Hopper Gibson (Johnny Simmons, The Perks of Being a Wallflower) met expectations when he went from being the top pitching prospect in the country to star rookie phenom with a winning record of 6-0, until suddenly he’s throwing wild pitches and the strike zone is a foreign land for him. With the playoffs approaching and heavy media scrutiny surrounding him, the team sends him down to the minor league and arrange for him to see a revered, yet unconventional sports therapist played by Paul Giamatti. Trying to get to the source of his anxiety, Hopper is forced to confront his issues regarding his overbearing and abusive father, played by Ethan Hawke.

The Phenom, written and directed by Noah Buschel (Neal Cassady, Glass Chin), is not a traditional sports film—there is not a climactic big game, no stadium-rousing moments, no loud, goosebump-inducing triumphs. As a baseball fan I can say I wasn’t missing any of the action. It is a strong sports film because it truthfully conveys so many of the internal elements and struggles of a young athlete. Can the pressure to be great be the motivation that causes you to thrive, as well as the thing that eventually brings you down? Does having athletic talent and success really warrant reverence, esteem and admiration? Does it make someone special? It also examines the role that media plays in the game of baseball, as well as the influences of different coaches, on the field and otherwise.

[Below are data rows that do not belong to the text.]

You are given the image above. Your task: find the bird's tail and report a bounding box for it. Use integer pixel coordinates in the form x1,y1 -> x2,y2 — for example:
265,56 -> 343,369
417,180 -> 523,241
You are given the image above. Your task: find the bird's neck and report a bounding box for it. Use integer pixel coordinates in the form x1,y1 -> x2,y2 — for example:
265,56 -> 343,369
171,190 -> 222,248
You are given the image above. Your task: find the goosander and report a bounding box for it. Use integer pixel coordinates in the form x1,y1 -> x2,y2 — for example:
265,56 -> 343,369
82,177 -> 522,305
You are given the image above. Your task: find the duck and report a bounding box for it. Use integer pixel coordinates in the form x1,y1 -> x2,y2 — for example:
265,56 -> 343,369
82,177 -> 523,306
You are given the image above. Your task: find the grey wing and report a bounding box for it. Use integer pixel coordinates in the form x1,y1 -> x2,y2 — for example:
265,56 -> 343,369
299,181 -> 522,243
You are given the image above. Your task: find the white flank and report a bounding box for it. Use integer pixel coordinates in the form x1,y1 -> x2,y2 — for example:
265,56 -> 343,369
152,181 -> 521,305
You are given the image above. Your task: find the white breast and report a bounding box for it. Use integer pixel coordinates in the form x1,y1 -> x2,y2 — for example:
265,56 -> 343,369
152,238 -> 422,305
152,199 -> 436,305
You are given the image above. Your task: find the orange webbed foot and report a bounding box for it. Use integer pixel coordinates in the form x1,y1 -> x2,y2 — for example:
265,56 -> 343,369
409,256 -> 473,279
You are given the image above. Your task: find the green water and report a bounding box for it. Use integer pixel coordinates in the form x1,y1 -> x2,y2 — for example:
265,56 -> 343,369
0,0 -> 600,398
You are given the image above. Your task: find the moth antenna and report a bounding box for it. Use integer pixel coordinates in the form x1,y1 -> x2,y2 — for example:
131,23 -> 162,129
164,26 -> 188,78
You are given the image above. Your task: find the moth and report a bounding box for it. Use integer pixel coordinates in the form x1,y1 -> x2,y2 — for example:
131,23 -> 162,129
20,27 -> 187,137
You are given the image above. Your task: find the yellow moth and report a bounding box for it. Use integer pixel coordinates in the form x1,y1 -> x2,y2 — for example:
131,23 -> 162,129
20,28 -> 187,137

Johnny Simmons and Ethan Hawke are both excellent, exhibiting opposite elements in an uneasy dynamic. Simmons is perfect in containing the heaviness and anxiety of an uncommunicative young talent, and Hawke is equally strong as the feral alcoholic father, who when not in jail, is devoted to pounding his son into pitching perfectly. The role of the therapist is right in Paul Giamatti’s pocket and he nails it easily.

The Phenom captures the mental grind of not just baseball, but of young talent, of living up to potential and of realizing dreams, and should be a strong contender in the Narrative Competition.